Praktik ini menjadi indikator kuat bahwa proyek pengadaan dijadikan instrumen untuk memulihkan biaya politik pasca Pilkada.
Dalam konteks nasional, pola tersebut tidak jarang ditemukan dalam berbagai operasi KPK, memperlihatkan korelasi erat antara tingginya biaya pencalonan dan meningkatnya risiko korupsi kepala daerah.
Operasi tangkap tangan yang dilakukan KPK pada 9–10 Desember 2025 menjadi titik balik pengungkapan kasus.
Setelah mengamankan lima orang, KPK secara resmi menetapkan mereka sebagai tersangka sehari setelah OTT berlangsung.
Para tersangka terdiri dari Bupati Lampung Tengah Ardito Wijaya, anggota DPRD Lampung Tengah Riki Hendra Saputra, ketua PMI Lampung Tengah sekaligus adik bupati Ranu Hari Prasetyo, Pelaksana Tugas Kepala Badan Pendapatan Daerah Anton Wibowo, dan Direktur PT EM Mohamad Lukman Sjamsuri.
Di tengah pengungkapan ini, respons publik menunjukkan keprihatinan.

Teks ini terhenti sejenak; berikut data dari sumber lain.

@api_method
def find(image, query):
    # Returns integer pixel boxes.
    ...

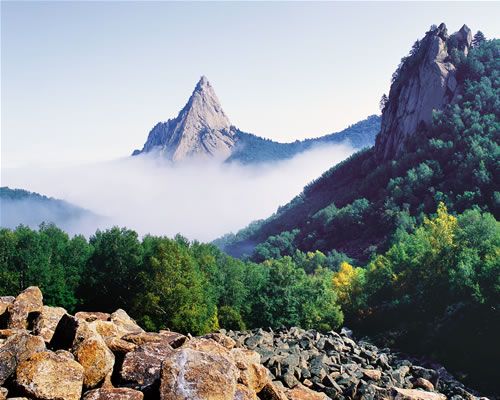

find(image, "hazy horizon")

Sejumlah warganet menyoroti kembali masalah biaya politik yang mahal. Diskusi di ruang digital menunjukkan opini bahwa praktik “balas budi politik” melalui proyek pemerintah sudah menjadi pola lama yang terus berulang.
Pengamat antikorupsi juga menekankan pentingnya transparansi pengadaan sebagai syarat mutlak mencegah penyalahgunaan wewenang.
Secara administratif, skandal ini dapat berimplikasi pada evaluasi ulang terhadap mekanisme pengadaan di Lampung Tengah.
Selain itu, kasus ini menjadi bukti bahwa keterlibatan keluarga dalam proyek pemerintahan meningkatkan risiko benturan kepentingan.
Jika tidak direspons serius, potensi kerugian negara dan turunnya kepercayaan publik akan semakin besar.
Kasus dugaan korupsi ini memperlihatkan bagaimana tekanan biaya politik bisa memicu praktik penyalahgunaan kekuasaan.
Lampung Tengah menjadi contoh bahwa tata kelola pemerintahan daerah harus diperketat sejak awal masa jabatan kepala daerah.